I recently saw a post on Overheard accusing a varsity sports team of not following proper COVID-19 safety guidelines during a practice. A comment questioned why athletes were even still playing, what with their seasons being cancelled.
As a varsity athlete whose season has been cancelled, I haven’t been able to stop thinking about that comment and would like to respectfully provide my point of view.
This isn’t the main point, but I think it provides some important context to my personal opinion. Here goes: Over the summer, I suffered a pretty serious injury requiring surgery. My intense physical pain couldn’t hold a candle to the mental impact of going from being very active to struggling to get around my house.
There were many points where I questioned whether I’d be able to even continue recreational exercise, let alone play my sport, ever again. Thanks to a great surgeon from my hometown, a UR physical therapist, and the UR athletic training staff, I’ve made a lot of progress post-op.
Don’t get me wrong; it isn’t easy. There are good days and bad days, and on the bad days it’s easy to let the fear of being unable to return to my normal level of fitness and mobility creep in.
So back to the question: Why are athletes still playing?
Well, that’s a great question. I’m a senior, I’ve had an injury requiring surgery, and my season has been cancelled. Like many UR seniors, I’m taking a full course load and am also applying to grad programs. I have just about every reason to not commit the time and effort to playing a varsity sport.
But here’s the thing: I genuinely love playing.

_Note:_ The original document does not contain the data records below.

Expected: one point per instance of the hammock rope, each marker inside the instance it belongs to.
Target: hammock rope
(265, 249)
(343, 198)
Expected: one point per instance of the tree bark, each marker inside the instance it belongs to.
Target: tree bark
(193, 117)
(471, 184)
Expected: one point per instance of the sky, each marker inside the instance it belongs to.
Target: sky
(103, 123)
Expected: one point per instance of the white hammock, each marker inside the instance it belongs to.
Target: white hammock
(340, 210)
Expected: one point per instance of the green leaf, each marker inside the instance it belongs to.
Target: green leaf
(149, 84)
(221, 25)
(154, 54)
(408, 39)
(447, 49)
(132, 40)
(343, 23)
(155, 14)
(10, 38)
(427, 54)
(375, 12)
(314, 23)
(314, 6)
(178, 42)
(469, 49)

UR is a Division III school. No one here is getting financial compensation for playing a varsity sport. We’re all here because we genuinely love the game. This semester has been hard on everyone, myself included. The two or three one-hour practices a week that I have with my team have been one of the few bright spots of this fall semester, and have helped me pull through mentally strenuous times.

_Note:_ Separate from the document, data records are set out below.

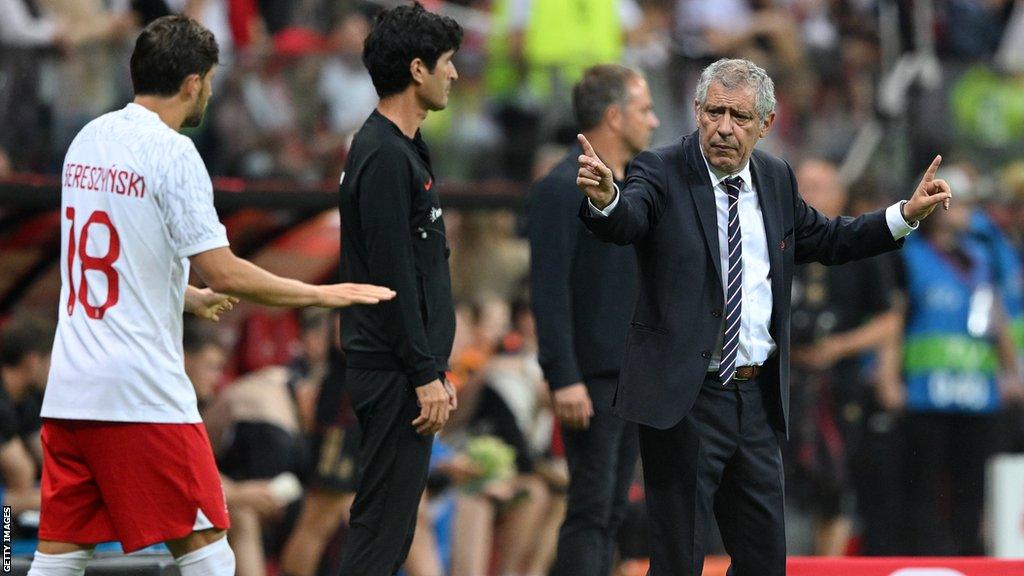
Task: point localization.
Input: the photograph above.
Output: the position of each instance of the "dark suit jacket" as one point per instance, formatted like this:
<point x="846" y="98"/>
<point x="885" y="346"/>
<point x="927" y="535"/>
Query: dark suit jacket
<point x="667" y="211"/>
<point x="582" y="289"/>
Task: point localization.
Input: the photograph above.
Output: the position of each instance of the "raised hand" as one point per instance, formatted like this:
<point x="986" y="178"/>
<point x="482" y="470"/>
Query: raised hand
<point x="207" y="303"/>
<point x="341" y="295"/>
<point x="928" y="195"/>
<point x="594" y="177"/>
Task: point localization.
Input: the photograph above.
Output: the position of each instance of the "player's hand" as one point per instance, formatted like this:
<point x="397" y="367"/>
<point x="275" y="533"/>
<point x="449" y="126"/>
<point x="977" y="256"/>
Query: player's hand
<point x="207" y="303"/>
<point x="573" y="407"/>
<point x="453" y="395"/>
<point x="928" y="195"/>
<point x="435" y="405"/>
<point x="594" y="177"/>
<point x="341" y="295"/>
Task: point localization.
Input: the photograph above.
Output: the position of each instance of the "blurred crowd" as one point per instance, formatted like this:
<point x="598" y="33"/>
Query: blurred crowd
<point x="906" y="368"/>
<point x="291" y="89"/>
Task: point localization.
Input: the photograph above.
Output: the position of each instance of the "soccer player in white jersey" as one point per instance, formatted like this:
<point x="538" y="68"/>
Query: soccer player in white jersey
<point x="126" y="456"/>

I can’t put into words the joy I feel when I’m on the field, knowing that just months ago I was laying on my couch in pain from just walking up and down my driveway for five minutes, certain I’d never step foot on the field again. I’m incredibly grateful for everything the University has done to make any opportunity for my team to play possible, and I know all my teammates feel the same way.

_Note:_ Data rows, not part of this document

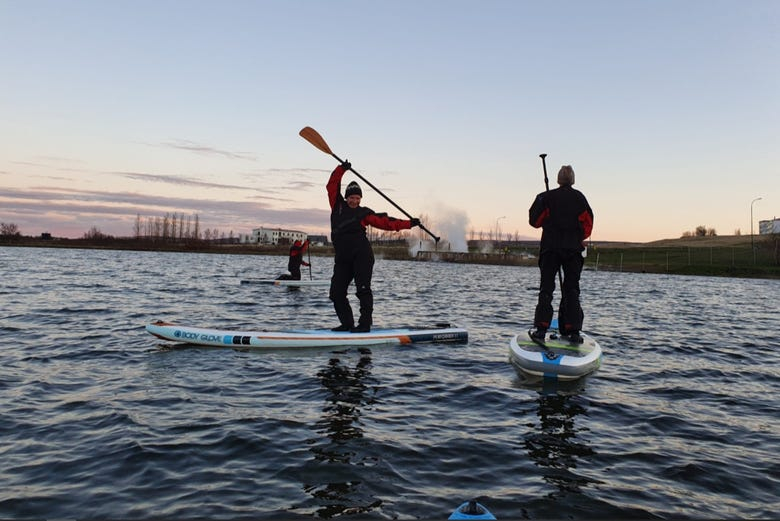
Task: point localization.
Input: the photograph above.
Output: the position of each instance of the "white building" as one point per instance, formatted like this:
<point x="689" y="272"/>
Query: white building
<point x="769" y="227"/>
<point x="272" y="236"/>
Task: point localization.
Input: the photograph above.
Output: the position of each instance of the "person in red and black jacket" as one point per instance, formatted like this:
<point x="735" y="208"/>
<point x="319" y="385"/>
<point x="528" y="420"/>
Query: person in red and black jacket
<point x="296" y="259"/>
<point x="566" y="220"/>
<point x="354" y="256"/>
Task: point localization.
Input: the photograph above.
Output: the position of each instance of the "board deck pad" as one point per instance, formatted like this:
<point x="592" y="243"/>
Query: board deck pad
<point x="438" y="333"/>
<point x="558" y="358"/>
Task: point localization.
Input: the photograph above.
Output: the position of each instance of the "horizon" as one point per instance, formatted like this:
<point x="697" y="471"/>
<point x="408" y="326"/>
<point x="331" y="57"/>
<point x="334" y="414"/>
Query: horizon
<point x="115" y="110"/>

I know I can’t contribute to my program by bringing home a championship or NCAA tournament berth. But what I can do is inspire the student athletes who still have seasons ahead of them to keep up the strong work ethic, grit, and determination that’s defined our team. If I can motivate even just one athlete, the early morning practices without the reward of a true season will be 100 percent worth it.
So that’s why we play. Because this is more than a game to us. It’s what gets us through the trials that this semester — and life in general — are throwing at us. It’s because our teams are like families, and we want to leave our programs in a better place than we found them.